To date, the improvement of sensory function after lumbar spine surgery is discussed controversially. Experimental trials reported on the early and late recoveries of sensory function depending on the type of neuronal fibers [9], while clinical studies found an early regeneration of sensation after lumbar decompression [3, 15]. However, these discrepancies might be explained by the different methods and subjective tests used to quantify sensory function. QST allows a selective stimulation of nerve fibers in a standardized and established manner [13].

Overall, the improvement of pain and sensory function after lumbar spine surgery may be associated with various factors, such as the severity of preoperative leg pain [16] or gender [17]. Pain perception thresholds, for example, seem to be lower in women than in men [17]. The outcome after surgery may also be influenced by the surgical technique itself. Sequestrectomy as the standard technique used in this trial, previously demonstrated superior satisfactory rates and lower recurrent back pain compared with microdiscectomy in the short as well as long-term outcome [14, 18].

Skin temperature changes continuously according to blood circulation. It can be easily detected using an infra-red thermometer. Many patients with lumbar disc herniation describe cold lower extremities. This phenomenon is probably due to the dysfunction of sympathetic fibers that regulate skin temperature by the vasoconstriction of skin vessels [19]. Experimental investigations could show side differences in skin temperature between the affected and contralateral extremity in patients with lumbar disc herniation. Some authors suggested that muscle atrophy in the lower limb might be the major cause [19, 20].

A limitation of our findings was the high loss to follow-up. Missing data were an important limitation in interpreting our study results. Furthermore, we did not include a control group and we preferred to use the symmetric healthy dermatome in the same patient as a reference value instead. In adherence to the guidelines of DGNC and DGOOC, surgery was preceded by at least 3 months of conservative treatment. Maybe earlier surgery with shorter duration of symptoms would have elucidated a better recovery.

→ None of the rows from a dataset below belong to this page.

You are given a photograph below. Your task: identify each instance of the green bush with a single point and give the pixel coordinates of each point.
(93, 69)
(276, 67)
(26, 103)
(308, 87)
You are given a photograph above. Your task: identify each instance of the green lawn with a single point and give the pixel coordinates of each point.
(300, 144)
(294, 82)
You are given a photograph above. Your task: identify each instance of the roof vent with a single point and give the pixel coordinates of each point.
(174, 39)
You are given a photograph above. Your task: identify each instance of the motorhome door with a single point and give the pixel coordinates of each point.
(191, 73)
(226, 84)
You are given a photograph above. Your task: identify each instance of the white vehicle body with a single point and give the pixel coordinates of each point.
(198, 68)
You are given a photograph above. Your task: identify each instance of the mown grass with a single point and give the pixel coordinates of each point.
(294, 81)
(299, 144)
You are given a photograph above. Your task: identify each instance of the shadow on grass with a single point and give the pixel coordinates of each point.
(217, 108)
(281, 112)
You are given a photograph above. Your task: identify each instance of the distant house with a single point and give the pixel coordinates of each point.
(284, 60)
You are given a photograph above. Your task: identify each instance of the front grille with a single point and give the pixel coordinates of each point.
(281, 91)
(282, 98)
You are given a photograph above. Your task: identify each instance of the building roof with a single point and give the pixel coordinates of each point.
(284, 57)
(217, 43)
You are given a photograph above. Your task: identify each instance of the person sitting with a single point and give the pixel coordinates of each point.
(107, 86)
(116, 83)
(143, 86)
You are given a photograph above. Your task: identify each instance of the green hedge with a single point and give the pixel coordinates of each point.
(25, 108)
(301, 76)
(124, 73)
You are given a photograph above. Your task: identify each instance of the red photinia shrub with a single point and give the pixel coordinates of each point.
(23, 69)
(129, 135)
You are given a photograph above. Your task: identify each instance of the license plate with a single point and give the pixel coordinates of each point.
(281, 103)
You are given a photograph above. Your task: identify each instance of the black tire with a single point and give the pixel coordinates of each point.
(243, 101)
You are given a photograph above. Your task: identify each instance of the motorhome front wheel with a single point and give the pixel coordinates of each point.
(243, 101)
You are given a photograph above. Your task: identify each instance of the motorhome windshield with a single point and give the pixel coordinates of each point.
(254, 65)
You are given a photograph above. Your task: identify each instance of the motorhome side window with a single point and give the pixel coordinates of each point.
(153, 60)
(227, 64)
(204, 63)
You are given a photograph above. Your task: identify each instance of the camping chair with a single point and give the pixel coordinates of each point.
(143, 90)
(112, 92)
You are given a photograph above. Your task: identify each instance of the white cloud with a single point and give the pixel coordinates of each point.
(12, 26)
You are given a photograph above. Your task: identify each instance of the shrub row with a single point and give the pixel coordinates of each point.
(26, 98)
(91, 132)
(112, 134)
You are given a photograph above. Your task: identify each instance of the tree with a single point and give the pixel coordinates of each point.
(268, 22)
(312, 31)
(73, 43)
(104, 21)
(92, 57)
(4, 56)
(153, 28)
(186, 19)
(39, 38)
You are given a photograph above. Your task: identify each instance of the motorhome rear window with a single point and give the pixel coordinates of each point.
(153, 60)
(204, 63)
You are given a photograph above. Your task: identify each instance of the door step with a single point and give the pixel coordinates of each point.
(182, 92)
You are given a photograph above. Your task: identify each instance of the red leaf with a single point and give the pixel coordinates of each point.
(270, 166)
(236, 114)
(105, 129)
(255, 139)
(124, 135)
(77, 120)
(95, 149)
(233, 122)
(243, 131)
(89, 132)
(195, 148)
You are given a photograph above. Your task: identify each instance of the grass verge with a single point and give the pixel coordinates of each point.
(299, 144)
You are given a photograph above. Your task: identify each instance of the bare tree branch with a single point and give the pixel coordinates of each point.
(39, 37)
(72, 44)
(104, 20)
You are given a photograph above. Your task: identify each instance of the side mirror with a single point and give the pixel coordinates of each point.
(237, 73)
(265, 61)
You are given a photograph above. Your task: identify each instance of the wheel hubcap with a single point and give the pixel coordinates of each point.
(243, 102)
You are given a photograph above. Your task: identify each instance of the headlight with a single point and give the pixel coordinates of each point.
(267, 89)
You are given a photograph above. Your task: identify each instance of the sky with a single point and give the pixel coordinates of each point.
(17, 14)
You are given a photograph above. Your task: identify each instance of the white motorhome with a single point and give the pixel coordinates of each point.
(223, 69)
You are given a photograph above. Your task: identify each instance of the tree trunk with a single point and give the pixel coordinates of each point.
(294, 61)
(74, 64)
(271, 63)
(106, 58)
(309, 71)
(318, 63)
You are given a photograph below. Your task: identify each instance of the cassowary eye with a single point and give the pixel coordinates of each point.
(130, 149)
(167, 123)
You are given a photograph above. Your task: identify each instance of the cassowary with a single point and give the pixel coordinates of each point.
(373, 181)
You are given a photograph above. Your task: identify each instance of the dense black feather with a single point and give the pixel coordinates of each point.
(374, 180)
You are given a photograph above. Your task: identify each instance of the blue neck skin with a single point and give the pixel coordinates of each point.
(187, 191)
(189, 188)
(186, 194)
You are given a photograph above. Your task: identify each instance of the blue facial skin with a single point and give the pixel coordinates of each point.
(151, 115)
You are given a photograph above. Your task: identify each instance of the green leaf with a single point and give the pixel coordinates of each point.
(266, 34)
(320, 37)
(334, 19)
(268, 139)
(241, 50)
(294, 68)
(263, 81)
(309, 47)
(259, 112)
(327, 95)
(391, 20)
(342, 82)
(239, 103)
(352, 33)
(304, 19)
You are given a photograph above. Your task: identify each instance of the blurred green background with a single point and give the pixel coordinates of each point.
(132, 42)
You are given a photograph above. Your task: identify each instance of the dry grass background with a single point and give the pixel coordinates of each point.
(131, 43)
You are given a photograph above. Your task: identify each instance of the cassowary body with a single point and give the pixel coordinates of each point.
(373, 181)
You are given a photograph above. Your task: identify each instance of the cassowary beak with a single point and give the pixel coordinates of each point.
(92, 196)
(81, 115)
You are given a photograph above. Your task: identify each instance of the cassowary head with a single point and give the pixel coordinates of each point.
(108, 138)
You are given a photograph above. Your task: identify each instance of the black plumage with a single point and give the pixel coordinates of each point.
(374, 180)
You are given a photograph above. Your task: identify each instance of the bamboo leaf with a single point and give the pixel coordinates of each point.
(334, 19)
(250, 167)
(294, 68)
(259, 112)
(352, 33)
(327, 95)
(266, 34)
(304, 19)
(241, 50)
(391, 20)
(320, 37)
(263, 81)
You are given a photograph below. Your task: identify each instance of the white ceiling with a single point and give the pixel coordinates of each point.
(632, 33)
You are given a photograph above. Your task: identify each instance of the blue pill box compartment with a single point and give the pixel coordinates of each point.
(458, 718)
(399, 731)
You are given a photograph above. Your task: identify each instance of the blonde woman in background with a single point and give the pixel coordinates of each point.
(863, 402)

In conclusion, our data demonstrate that there is an improvement in sensory dysfunction postoperatively. Our data suggest that a sensory disturbance does not seem to influence a patient´s quality of life. Therefore, based on the guidelines of DGNC and DGOOC, the authors do not recommend a lumbar sequestrectomy in patients suffering only from a sensory deficit without pain considering the potential intra- and postoperative complications, a patient may gain. Which predictive factors influence the improvement of sensory function is still an open question and requires further research.